Les Orages

Que le moral soit ou non au beau fixe, que nous ayons quelque chose ou non à célébrer, nous nous retrouvions toujours au Shamrock, notre repère. Nous y trouvions tout ce qu’il nous fallait : de la chaleur, de la bière et cette ambiance propre aux pubs irlandais et que nous aimions tant. Trois soirs par semaine, de jeunes artistes venaient se produire sur la petite scène située au fond de la salle. Nous ne manquions quasiment aucune de ces soirées.

Ce jour-là, un dimanche désœuvré, nous nous étions rejoints en début d’après-midi pour boire un verre. Le temps était très gris, même noir au regard du ciel. L’orage n’avait pas encore éclaté mais n’allait sûrement pas tarder. Comme d’habitude, la discussion était très animée. C’était Alice qui avait lancé le sujet. Elle avait lu un article relatant la disparition mystérieuse de toute une famille. Le journaliste supposait que cette disparition était liée aux croyances religieuses des victimes. A notre table, le débat avait vite tourné autour du bien-fondé des religions. Ce n’était pas la première fois, d’autant plus que notre groupe était très hétérogène dans ce domaine.

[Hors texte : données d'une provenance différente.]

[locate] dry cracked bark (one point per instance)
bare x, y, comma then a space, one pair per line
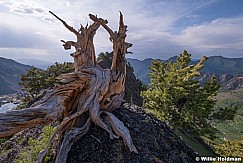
85, 96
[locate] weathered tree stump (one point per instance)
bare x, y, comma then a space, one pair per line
85, 96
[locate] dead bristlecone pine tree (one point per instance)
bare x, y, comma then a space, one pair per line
88, 95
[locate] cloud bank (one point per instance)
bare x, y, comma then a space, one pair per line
158, 29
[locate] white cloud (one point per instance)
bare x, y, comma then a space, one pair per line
222, 33
151, 26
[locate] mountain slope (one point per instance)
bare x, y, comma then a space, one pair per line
10, 72
223, 68
36, 63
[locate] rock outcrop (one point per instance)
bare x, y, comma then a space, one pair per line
154, 140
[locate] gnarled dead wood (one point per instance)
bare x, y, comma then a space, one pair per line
84, 96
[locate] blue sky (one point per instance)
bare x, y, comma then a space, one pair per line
157, 28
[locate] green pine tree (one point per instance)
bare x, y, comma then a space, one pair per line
175, 96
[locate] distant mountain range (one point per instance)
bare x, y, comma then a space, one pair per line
10, 71
36, 63
228, 71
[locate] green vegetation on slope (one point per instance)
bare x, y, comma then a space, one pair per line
178, 98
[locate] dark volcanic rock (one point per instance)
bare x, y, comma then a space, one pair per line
154, 141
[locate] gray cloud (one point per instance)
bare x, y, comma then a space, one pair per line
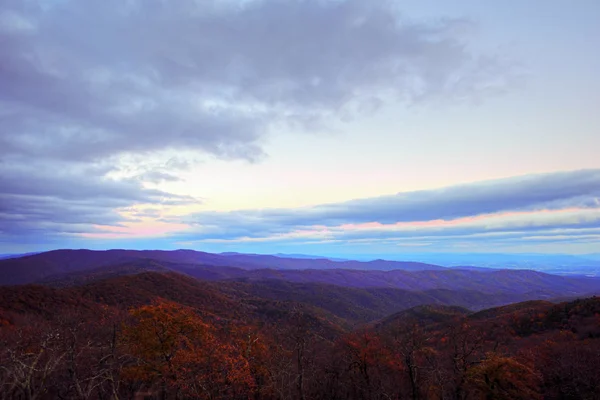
90, 79
555, 191
86, 83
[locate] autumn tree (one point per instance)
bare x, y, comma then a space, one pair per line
178, 351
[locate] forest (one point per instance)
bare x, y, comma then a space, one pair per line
156, 335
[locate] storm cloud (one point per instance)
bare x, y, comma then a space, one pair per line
85, 84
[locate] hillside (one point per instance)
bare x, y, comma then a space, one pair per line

Cela devait bien faire une heure que nous étions lancés sur le sujet et je commençais un peu à me lasser. Les arguments qui revenaient sur le tapis étaient toujours les mêmes. Dehors le tonnerre s’était mis à gronder et des éclairs zébraient le ciel à intervalles de plus en plus courts. Assis à côté de la fenêtre, je les contemplais du coin de l’œil, tout en écoutant distraitement la conversation qui n’en finissait pas. Enfin, l’orage éclata. Je ne pus alors plus en détacher le regard et me mis à rêvasser pour de bon. Les orages me fascinaient depuis l’enfance. À mes yeux, ils étaient à la fois le symbole d’une puissance infinie et la beauté incarnée. Lorsque j’avais six ans, j’avais vu la foudre s’abattre sur un arbre et ce que j’avais ressenti alors avait laissé en moi une marque indélébile. J’avais été hypnotisé par ce spectacle. Les flammes dévorant les feuilles, les branches, le tronc de l’arbre et dégageant une intense lumière dans la nuit déjà tombée ; les éclairs traversant le ciel çà et là et le tonnerre grondant encore au loin. Et puis l’orage avait cessé, mais l’arbre avait continué de se consumer, les braises rougeoyant en son sein. Je l’avais observé jusqu’à ce qu’il n’en reste plus qu’une souche calcinée et fumante. Ce jour-là, les orages avaient pris pour moi une toute nouvelle signification. Paradoxalement, leur rage avait un effet apaisant sur mon esprit et sur mon corps. Elle m’enveloppait et me procurait une sensation de calme et d’oubli que je ne connaissais dans aucune autre situation. Les orages étaient un monde à part dans lequel je m’enfermais avec délice.

Les voix de mes compagnons disparurent à côté de moi. Je suivais du regard la danse des gouttes de pluie glissant sur la vitre. Alice dut me secouer pour me sortir de mon songe ; elle était habituée à ces absences et ne s’en étonnait plus. Il était presque 17h.